Dask: Scale your scikit.learn pipelines

Dask is a flexible library for parallel computing in Python. The purpose of this guide is not to describe how dask works. For that, go to its documentation. Moreover, there are plenty of tutorials online. For instance, this official one; a nice overview was presented in AnacondaCon 2018 and there’s even one crafted for Idiap.

The purpose of this guide is to describe:

  1. The integration of dask with scikit learn pipelines and samples

  2. The specificities of Dask under the Idiap SGE

From Scikit Learn pipelines to Dask Task Graphs

The purpose of scikit learn pipelines is to assemble several scikit estimators in one final one. Then, it is possible to use the methods fit and transform to create models and transform your data respectivelly.

Any pipeline can be transformed in a Dask Graph to be further executed by any Dask Client. This is carried out via the wrap function when used like wrap(["dask"], estimator) (see Convenience wrapper function). Such function does two things:

  1. Edit the current sklearn.pipeline.Pipeline by adding a new first step, where input samples are transformed in Dask Bag. This allows the usage of dask.bag.map for further transformations.

  2. Wrap all estimators in the pipeline with DaskWrapper. This wrapper is responsible for the creation of the task graph for the methods .fit and .transform.

The code snippet below enables such feature for an arbitrary pipeline.

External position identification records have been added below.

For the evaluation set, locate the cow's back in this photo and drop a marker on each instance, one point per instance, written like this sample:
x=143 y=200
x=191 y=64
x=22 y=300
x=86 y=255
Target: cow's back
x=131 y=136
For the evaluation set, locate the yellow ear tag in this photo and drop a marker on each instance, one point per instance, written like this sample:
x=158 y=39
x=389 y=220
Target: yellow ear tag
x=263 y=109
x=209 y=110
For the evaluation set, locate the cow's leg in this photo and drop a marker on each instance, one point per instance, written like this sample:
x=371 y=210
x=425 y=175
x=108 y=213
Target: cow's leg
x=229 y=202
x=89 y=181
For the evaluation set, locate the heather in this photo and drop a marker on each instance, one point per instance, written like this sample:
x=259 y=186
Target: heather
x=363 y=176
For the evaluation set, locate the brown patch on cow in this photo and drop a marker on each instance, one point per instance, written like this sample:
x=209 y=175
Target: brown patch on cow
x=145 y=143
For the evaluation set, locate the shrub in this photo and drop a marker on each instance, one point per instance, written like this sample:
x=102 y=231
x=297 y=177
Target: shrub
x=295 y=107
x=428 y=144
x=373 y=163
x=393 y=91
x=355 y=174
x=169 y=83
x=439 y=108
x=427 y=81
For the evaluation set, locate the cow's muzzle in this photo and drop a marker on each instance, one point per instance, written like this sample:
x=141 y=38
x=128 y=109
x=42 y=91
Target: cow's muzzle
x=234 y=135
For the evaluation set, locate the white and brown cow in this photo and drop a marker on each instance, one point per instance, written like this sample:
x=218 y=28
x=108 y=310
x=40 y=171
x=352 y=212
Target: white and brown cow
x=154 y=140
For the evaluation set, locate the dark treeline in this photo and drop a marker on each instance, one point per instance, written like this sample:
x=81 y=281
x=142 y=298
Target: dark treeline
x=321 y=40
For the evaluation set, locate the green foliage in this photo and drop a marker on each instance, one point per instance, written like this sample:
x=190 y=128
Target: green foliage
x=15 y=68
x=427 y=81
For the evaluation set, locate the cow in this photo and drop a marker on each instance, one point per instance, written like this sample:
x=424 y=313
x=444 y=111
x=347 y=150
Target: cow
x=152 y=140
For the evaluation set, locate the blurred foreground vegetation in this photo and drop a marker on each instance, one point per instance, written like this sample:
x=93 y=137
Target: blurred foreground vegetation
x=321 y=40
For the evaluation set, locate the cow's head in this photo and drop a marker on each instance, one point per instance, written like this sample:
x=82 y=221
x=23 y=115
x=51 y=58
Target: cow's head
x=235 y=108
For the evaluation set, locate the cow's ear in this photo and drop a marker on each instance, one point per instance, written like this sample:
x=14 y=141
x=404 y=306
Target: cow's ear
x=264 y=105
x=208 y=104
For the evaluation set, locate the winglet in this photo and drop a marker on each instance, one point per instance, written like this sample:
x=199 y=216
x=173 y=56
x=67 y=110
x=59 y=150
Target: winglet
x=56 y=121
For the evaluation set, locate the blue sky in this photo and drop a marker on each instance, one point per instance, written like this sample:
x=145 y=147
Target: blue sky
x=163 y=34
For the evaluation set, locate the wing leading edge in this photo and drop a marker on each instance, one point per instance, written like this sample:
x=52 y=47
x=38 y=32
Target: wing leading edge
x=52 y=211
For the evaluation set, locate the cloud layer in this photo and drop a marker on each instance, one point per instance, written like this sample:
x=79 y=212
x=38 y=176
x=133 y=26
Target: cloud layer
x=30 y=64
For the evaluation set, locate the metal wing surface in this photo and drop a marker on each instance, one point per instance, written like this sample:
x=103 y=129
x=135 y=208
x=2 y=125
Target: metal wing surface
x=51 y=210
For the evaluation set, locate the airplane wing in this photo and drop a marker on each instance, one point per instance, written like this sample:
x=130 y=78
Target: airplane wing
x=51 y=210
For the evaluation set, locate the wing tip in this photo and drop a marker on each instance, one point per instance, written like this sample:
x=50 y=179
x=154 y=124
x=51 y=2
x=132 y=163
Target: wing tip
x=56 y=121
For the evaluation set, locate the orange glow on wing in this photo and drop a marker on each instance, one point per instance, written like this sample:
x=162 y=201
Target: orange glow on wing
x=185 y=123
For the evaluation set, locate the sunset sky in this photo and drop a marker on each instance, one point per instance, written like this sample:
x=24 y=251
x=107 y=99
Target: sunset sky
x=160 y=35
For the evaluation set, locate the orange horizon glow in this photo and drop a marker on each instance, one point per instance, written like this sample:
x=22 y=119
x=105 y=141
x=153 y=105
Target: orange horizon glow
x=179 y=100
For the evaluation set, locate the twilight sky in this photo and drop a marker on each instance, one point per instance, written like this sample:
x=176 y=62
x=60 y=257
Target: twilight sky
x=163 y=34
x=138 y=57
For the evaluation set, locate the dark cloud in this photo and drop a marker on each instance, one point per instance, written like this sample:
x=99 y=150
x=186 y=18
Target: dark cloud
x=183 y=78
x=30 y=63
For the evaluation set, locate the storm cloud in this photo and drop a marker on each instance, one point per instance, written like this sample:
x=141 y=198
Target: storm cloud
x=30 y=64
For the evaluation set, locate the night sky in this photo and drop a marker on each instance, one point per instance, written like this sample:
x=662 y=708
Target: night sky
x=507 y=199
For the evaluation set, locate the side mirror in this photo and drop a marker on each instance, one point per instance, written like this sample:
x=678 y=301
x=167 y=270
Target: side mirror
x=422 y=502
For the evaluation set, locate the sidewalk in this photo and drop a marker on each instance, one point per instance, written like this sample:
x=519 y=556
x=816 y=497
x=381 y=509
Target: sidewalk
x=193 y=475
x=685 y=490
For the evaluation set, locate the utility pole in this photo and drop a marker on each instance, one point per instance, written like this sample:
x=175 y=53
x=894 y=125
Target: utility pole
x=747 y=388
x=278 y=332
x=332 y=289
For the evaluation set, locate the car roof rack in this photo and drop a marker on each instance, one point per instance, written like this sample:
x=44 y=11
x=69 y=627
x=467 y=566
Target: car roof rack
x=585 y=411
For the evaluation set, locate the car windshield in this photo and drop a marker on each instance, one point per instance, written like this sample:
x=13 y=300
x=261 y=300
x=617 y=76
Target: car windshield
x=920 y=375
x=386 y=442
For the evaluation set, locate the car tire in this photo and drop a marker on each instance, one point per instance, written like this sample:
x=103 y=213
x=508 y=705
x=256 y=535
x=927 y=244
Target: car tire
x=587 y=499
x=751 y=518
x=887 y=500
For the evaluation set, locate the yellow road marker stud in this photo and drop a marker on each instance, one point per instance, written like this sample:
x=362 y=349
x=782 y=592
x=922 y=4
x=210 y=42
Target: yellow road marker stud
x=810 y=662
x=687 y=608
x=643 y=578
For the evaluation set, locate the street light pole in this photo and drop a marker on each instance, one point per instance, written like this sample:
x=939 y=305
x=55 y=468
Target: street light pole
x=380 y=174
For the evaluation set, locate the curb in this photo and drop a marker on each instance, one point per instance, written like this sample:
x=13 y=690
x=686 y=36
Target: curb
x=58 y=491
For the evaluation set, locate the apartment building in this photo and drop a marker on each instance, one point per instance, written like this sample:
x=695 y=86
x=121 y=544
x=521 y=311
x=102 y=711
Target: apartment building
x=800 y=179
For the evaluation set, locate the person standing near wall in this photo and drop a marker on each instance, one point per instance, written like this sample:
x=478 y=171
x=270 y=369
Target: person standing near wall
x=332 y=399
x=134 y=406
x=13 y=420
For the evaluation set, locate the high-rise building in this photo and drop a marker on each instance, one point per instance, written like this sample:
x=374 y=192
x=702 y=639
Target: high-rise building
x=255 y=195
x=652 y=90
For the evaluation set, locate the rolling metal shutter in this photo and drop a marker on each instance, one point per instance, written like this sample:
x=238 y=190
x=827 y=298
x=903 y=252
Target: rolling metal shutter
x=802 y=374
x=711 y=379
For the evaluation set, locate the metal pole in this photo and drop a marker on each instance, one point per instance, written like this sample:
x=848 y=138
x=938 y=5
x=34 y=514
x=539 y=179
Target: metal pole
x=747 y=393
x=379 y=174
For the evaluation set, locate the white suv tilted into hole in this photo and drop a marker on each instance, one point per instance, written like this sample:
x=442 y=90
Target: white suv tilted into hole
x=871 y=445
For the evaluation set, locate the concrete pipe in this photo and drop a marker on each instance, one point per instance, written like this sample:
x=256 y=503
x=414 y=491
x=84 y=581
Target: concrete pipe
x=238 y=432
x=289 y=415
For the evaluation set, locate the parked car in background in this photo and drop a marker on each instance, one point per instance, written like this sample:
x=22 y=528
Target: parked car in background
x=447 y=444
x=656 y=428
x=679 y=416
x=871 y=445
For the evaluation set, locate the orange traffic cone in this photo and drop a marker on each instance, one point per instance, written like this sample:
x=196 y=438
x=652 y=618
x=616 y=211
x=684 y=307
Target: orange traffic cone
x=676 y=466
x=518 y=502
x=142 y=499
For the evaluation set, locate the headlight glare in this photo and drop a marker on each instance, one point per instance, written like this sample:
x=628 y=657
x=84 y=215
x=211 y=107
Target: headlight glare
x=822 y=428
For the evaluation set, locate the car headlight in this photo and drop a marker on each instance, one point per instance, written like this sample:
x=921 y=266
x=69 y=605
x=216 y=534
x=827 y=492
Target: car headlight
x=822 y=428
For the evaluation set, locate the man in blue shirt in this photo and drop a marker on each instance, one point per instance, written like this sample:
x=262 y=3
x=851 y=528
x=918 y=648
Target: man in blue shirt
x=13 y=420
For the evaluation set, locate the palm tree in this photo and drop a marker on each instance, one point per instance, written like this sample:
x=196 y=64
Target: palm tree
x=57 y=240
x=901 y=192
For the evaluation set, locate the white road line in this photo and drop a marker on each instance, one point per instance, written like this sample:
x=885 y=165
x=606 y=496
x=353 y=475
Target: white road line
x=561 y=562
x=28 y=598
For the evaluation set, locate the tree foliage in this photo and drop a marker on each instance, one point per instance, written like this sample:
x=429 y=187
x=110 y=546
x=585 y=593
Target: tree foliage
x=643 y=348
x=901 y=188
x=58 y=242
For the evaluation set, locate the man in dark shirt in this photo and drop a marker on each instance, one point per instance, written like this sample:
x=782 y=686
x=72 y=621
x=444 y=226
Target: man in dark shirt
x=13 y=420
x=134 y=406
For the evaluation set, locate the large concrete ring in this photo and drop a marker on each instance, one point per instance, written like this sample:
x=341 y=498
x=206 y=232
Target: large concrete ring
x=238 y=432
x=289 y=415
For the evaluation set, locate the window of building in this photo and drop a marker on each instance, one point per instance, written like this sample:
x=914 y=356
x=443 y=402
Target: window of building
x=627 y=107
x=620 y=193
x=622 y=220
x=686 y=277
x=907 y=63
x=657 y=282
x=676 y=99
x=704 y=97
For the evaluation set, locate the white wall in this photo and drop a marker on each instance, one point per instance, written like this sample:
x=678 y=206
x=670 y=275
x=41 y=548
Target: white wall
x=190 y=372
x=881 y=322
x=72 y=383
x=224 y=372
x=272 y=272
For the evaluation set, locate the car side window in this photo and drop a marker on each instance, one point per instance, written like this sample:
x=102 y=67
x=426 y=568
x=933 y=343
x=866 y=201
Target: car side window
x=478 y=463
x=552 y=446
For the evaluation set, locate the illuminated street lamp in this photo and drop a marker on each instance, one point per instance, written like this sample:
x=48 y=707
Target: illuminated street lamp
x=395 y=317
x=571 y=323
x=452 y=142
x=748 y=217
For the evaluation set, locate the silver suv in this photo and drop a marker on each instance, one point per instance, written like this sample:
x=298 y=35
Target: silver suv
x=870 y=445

>>> import bob.pipelines as mario
>>> from sklearn.pipeline import make_pipeline
>>> pipeline = make_pipeline(...)
>>> dask_pipeline = mario.wrap(["dask"], pipeline) # Create a dask graph
>>> dask_pipeline.fit_transform(....).compute() # Run the task graph using the default client

The code below is an example. Especially lines 59-63 where we convert such pipeline in a Dask Graph and runs it in a local computer.

 1
 2
 3
 4
 5
 6
 7
 8
 9
10
11
12
13
14
15
16
17
18
19
20
21
22
23
24
25
26
27
28
29
30
31
32
33
34
35
36
37
38
39
40
41
42
43
44
45
46
47
48
49
50
51
52
53
54
55
56
57
58
59
60
61
62
63
64
import os
import shutil

import numpy

from sklearn.base import BaseEstimator
from sklearn.base import TransformerMixin
from sklearn.pipeline import make_pipeline

import bob.pipelines

from bob.pipelines.sample import Sample


class MyTransformer(TransformerMixin, BaseEstimator):
    def transform(self, X, metadata=None):
        # Transform `X` with metadata
        return X

    def fit(self, X, y=None):
        pass

    def _more_tags(self):
        return {"stateless": True, "requires_fit": False}


class MyFitTranformer(TransformerMixin, BaseEstimator):
    def __init__(self):
        self._fit_model = None

    def transform(self, X, metadata=None):
        # Transform `X`
        return [x @ self._fit_model for x in X]

    def fit(self, X):
        self._fit_model = numpy.array([[1, 2], [3, 4]])
        return self


# Creating X
X = numpy.zeros((2, 2))
# Wrapping X with Samples
X_as_sample = [Sample(X, key=str(i), metadata=1) for i in range(10)]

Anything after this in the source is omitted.